Job responsibilities
- Utilizes technical expertise and problem-solving techniques to enhance large-scale system operations, while ensuring comprehensive monitoring of operating systems.
- Resolves most nuances and determines appropriate escalation path.
- Executes conventional approaches to build or break down technical problems.
- Drives the daily activities supporting the standard incident resolution process.
- Partners with application and infrastructure teams to identify potential stability and capacity risks and govern remediation statuses.
- Handles major incidents, conducts root cause analysis, and implements scheduled changes within the Linux infrastructure.

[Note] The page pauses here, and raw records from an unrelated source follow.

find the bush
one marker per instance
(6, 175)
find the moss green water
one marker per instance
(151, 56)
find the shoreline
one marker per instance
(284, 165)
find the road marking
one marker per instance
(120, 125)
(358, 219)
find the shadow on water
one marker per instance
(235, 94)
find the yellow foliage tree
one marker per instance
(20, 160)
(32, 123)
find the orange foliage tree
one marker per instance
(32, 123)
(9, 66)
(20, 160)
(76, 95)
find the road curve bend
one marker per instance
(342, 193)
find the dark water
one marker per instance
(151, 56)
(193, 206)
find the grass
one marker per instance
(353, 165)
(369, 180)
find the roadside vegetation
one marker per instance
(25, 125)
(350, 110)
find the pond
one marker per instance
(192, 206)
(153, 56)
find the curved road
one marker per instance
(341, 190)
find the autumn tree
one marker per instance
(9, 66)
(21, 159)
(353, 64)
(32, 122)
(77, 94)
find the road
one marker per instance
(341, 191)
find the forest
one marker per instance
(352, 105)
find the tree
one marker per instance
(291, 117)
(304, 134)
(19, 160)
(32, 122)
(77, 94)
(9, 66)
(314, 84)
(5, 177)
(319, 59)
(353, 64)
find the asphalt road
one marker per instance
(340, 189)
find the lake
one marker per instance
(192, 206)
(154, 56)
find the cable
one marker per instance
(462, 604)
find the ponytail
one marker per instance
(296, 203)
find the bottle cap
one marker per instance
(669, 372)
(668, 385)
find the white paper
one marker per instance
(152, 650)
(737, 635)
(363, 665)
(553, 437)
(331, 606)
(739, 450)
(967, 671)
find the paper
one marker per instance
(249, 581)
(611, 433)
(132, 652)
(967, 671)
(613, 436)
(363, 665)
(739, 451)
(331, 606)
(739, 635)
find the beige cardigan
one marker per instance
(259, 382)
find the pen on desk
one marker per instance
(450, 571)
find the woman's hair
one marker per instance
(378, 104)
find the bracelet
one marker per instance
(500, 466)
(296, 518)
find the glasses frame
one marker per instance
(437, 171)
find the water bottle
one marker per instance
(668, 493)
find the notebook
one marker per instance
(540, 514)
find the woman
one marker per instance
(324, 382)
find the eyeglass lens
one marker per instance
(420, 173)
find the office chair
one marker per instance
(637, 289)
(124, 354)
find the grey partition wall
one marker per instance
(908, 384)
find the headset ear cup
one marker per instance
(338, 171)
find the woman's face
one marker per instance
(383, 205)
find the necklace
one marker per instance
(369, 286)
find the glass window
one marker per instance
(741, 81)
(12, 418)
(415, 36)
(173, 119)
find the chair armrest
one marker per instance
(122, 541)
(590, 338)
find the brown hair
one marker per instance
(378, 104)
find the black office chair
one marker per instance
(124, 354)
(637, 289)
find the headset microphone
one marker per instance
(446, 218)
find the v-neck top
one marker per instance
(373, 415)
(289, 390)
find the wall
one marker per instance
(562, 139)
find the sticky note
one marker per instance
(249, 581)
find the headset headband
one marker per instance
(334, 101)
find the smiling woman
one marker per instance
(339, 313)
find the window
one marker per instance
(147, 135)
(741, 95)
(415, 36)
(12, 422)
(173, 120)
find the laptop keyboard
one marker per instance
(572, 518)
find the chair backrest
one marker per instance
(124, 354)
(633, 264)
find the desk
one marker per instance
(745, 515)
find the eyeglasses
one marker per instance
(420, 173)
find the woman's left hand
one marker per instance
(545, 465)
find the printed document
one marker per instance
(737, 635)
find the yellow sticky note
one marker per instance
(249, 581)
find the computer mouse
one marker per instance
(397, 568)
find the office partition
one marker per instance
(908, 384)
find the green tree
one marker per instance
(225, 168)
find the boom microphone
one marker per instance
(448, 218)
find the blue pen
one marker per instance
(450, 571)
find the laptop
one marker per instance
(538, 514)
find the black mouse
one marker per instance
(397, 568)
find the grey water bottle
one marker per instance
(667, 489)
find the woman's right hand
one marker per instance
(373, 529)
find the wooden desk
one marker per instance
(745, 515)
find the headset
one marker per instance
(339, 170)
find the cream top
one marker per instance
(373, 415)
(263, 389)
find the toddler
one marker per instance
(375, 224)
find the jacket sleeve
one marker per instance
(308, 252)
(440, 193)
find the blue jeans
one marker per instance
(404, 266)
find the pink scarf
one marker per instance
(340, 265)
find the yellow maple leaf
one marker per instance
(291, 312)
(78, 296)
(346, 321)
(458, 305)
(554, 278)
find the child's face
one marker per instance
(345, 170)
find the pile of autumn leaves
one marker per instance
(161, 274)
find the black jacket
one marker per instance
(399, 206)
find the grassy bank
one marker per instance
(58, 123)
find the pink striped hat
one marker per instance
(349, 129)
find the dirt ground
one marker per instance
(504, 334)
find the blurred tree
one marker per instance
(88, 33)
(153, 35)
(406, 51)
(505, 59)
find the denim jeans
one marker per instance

- Maintains the overall health of the system and oversees risk management and control measures in the environment.
- Adds to team culture of diversity, equity, inclusion, and respect.
Required qualifications, capabilities, and skills
- Formal training or certification on software engineering concepts and 3+ years applied experience
- Hands on experience in managing large-scale Linux infrastructure, ideally within a financial institution.
- Proficient in Red Hat Enterprise Linux (RHEL) administration, with experience in capacity management, business continuity planning and execution, and engineering, complemented by strong troubleshooting skills.
- Deep knowledge of one or more areas of infrastructure engineering such as operating systems [Linux], hardware, networking terminology, databases, storage engineering, deployment practices, integration, automation, scaling, resilience, or performance assessments.
- Deep knowledge of one specific infrastructure technology and scripting languages (e.g., Scripting, Python, Ansible, etc.).
- Drives to continue to develop technical and cross-functional knowledge outside of the product.
- Proficient in multiple infrastructure technologies and have the operations skills to identify and mitigate difficult and complex technical problems.
- Ability to articulate to more experienced management a technical strategy in clear, concise, understandable terms.
- Experience with capacity management, resiliency, and business continuity planning and execution
- Working experience in Financial Institutions, Knowledge of Linux System Administration, DevOps and Site Reliability Engineer related experience.
- Good knowledge in Splunk, Prometheus, and Grafana.
Preferred qualifications, capabilities, and skills
- Experience working on multiple service improvement programs and able to prioritize workloads.
- Experience with multi-tiered application architecture and a proven track record of developing and implementing IT strategy and plans.
- Familiarity with agile development methodologies and development tools such as JIRA, GIT, and Bitbucket.
- Experience or certification on AWS will be an added advantage.